Downton Abbey Creator Julian Fellowes Reveals Lessons of the Business

Diane Haithman is an AwardsLine contributor. This story appeared in the June 5 issue of AwardsLine.
On giving advice
In a way, I always think advice is rather impertinent really, because I’m not aware of knowing anything that anyone else doesn’t. I suppose the only thing I would say to young writers is if you want to do these courses and read these books, just remember that the element that gets you started is the one thing that everyone else has not got. In a way, they are teaching you to do it like everyone else did. I didn’t do any of that.
On receiving advice
The best advice I had as an actor was from (Anthony) Hopkins. He said to me, “You are thinking like a stage actor. You are coming to a day’s work imagining there is going to be rehearsal. Working on camera, you must conduct your own rehearsal process before you get anywhere near making the show. You need to have made all the thinking processes by the time you arrive to shoot it. If you turn up as if it was the first day of rehearsal, with only loose ideas of what you are going to do, you’ll throw the part away.”
On learning from mistakes
When I was working on a script quite early on, I wasn’t officially the writer, and I wasn’t really being paid. The only way I could get any kind of salary—which was, believe me, at that time a necessary element—was if I wrote a part for myself. But I was also coproducing and responsible for the script and so on. I couldn’t get both hats on my head at the same time.
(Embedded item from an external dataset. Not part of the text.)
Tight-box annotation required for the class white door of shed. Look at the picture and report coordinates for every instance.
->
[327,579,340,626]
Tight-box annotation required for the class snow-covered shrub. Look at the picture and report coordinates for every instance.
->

And I’ve always been grateful for that, (particularly) when people would say, “Why didn’t you write yourself into Gosford Park? Why didn’t you write yourself into Downton Abbey?” I’ve never been tempted to do it because I did it, and it didn’t work for me.
On the big break
My first big break was to get a play on the West End when I was in rep and I was almost definitively unfashionable. I just happened to show up for an audition for a part and they couldn’t cast it. It was the part of an American diplomat. I could do an American accent—at least I could then—and I went into a play with Hayley Mills called A Touch of Spring. Then I went to audition with Danny Boyle for (the 1991 TV show) For the Greater Good. I’d had a really bad year, very slim pickings. I read the script, and I thought they had made a mistake. (I thought), they can’t mean this part for me, because it was one of the leads. I suddenly realized: The person who is keeping you out of leading parts is you. When you have a bad stretch, you start to think of yourself as a bit player because that’s all you’re getting. You have to believe in yourself as a leading player always. And then I guess my big break came in writing when I was asked to write Gosford Park. My very first film ended up winning an Oscar.
On the keys to success
I don’t think you make your own luck. Successful people recognize their luck, which sometimes comes in disguise. Anyone who is perceived as very successful who says luck played no part in it is lying. How lucky was I with Gosford Park? All the writers they admired, none of them would do it. They all turned it down—otherwise you’d be talking to Tom Stoppard right now.